A firewall has risen

It’s a pretty cool name for an otherwise drab concept. Yet, firewalls should matter to anyone who cares about government’s ability to promote economic growth, broadly shared prosperity, and social justice. Let’s start from the beginning, with the entire budget at $3.5 trillion (budget authority in 2011). Set aside mandatory programs—such as Social Security, Medicare, Medicaid, unemployment insurance, and other social safety net programs—and interest payments. All told, that’s about $2.1 trillion of the budget, or two-thirds of the total. The remaining third of the budget is discretionary spending, about 58 percent of which is defense and war spending. The rest (the green slice) is everything else: homeland security, veterans benefits, roads and bridges, education, energy , health, and environmental research, consumer protection, law and order, community development… it’s all in there. This portion of the budget, which comprises a paltry 14 percent of the total, is referred to with the exciting name “non-defense discretionary.”

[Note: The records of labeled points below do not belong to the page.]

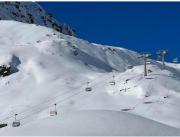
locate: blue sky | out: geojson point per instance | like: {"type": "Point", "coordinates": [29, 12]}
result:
{"type": "Point", "coordinates": [137, 26]}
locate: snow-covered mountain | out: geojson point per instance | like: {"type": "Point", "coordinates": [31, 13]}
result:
{"type": "Point", "coordinates": [33, 13]}
{"type": "Point", "coordinates": [48, 67]}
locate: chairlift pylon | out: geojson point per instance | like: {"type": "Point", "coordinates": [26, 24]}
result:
{"type": "Point", "coordinates": [16, 123]}
{"type": "Point", "coordinates": [53, 112]}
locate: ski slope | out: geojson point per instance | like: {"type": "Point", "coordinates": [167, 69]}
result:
{"type": "Point", "coordinates": [101, 123]}
{"type": "Point", "coordinates": [48, 67]}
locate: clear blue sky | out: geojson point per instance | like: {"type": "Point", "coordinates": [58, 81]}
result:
{"type": "Point", "coordinates": [137, 26]}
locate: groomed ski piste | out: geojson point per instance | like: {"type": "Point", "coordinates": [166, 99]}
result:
{"type": "Point", "coordinates": [49, 68]}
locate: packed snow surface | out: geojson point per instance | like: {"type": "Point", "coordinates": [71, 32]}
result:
{"type": "Point", "coordinates": [48, 67]}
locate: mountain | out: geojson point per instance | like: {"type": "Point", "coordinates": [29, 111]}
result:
{"type": "Point", "coordinates": [33, 13]}
{"type": "Point", "coordinates": [46, 67]}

Because discretionary spending is appropriated each year, Congress can only cut it for the current or upcoming budget year. Instead, it can cap discretionary spending, as it did last August when it passed the Budget Control Act (BCA). These caps act as procedural obstacles to appropriating more than a specified amount in future years (also known as “out-years”). BCA institutes caps on the out-years, but only a single discretionary cap (excluding war spending). This worried progressives because it could allow conservatives in Congress to increase spending on the Department of Defense and pay for the increase with even further reductions in non-defense. In other words, it would provide conservatives with a double-win: They get to spend more on the Department of Defense even as the rest of the government faces cuts, and they get to use those defense increases to their advantage, to force even larger cuts to the non-defense budget than would otherwise be required if the entire discretionary budget were cut proportionately. This is where firewalls come in. Earlier this month, the Office of Management and Budget and the Congressional Budget Office each released an update on what happens next now that the Super Committee has failed. Most people have been focused on the sequestration provisions, which don’t take effect until 2013 (and will be heavily impacted by the election outcome). But, quietly, something else happened: As per the BCA law, automatic firewalls between defense and non-defense are now the law of the land. We should always be worried that conservatives will play the defense budget against the non-defense budget, but the new caps, which put separate limits on defense and non-defense, will make that eminently more difficult. And without further ado, here are your new budget caps!

And a little historical context…

Obviously, this isn’t exactly shared sacrifice. Non-defense discretionary, at 3.2 percent of GDP, is already below the 35-year average of 3.9 percent. Yet these caps cut this portion of the budget by almost $100 billion more than the defense budget, bringing it down to 2.5 percent of GDP, the lowest level in more than 35 years (as far as the budget authority data extends).